No futebol, as ideias flexíveis não têm de ser necessariamente más. Portugal, por exemplo, optou por jogar com um avançado mais móvel nos oitavos de final e vai variando de sistema até dentro do próprio jogo. Continuamos em prova, por isso, à partida, tem resultado. Mas num torneio em que a própria FIFA critica quem manteve as suas convicções sobre direitos humanos e em que o próprio conceito de direitos humanos vai variando conforme a necessidade de agradar aos anfitriões, não consigo deixar de admirar Luis Enrique.

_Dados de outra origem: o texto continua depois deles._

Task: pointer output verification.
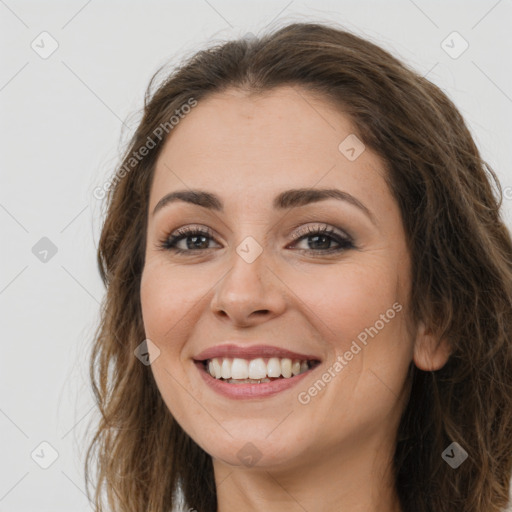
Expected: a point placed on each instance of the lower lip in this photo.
(245, 391)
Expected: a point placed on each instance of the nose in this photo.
(249, 293)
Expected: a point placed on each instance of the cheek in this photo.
(168, 296)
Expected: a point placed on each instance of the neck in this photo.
(355, 480)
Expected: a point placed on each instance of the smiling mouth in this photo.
(255, 371)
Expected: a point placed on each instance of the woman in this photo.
(309, 291)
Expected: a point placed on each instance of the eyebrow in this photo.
(287, 199)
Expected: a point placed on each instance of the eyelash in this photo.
(344, 242)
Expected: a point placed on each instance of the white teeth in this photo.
(274, 367)
(226, 369)
(240, 371)
(286, 368)
(257, 369)
(217, 369)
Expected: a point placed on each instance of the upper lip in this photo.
(251, 352)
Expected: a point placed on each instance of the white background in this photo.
(60, 124)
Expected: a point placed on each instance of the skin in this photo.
(334, 452)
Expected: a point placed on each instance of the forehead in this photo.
(251, 146)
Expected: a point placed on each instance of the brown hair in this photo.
(461, 254)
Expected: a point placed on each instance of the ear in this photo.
(430, 353)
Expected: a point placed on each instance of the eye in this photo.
(319, 240)
(194, 238)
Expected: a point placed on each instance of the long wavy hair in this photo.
(461, 253)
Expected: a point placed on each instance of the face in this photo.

O selecionador espanhol chegou ao Catar com uma ideia. Chamou os homens que mais se adaptavam a ela, mesmo que alguns deles não façam parte, muito provavelmente, dos atuais melhores 26 jogadores do país. Fora de campo, inaugurou também um novo estilo de comunicação, fez-se streamer, todos os dias falava diretamente com o público, com humor e conhecimento. A federação espanhola será uma das únicas que permite que os seus jogadores concedam entrevistas a meio da competição.

No relvado, a equipa foi de mais a menos. Entrou a golear a Costa Rica por 7-0, ficámos todos maravilhados com o menino Gavi, com Pedri, ainda com Busquets. Fizeram-se comparações com aquele meio-campo campeão mundial em 2010. Mas, de repente, as ideias deixaram de funcionar. À derrota com o Japão, seguiu-se a incapacidade de destruir a muralha de Marrocos. Luis Enrique caiu com as suas ideias, defendendo-as mesmo na desilusão.

Isto retira valor a Luis Enrique? Talvez não. Mas reforçará a necessidade de, neste futebol de 2022, ter sempre à mão um plano B, por mais subtil que seja. Bem sei que nisto das grandes competições vale de pouco jogar muito e não ganhar, embora hoje se continue a falar mais daquele Brasil de 82 do que da campeã Itália. O Europeu da Grécia e até o nosso de 2016 parecem vir sempre de mãos dadas com um asterisco ao lado, por falta de magia. Não digo que seja justo para quem fez por ganhar, mas seria desagradável para o futebol deixar de contar com o estilo do selecionador espanhol. Dentro e fora de campo.

As ideias positivas fortes ainda valem qualquer coisa e este Mundial, mais que qualquer outro, deveria ser um lembrete diário disso mesmo. A todos nós, que depois de 18 de dezembro muito provavelmente nos esqueceremos daqueles que ficarão pelo Catar, igual ou pior do que antes da nossa chegada.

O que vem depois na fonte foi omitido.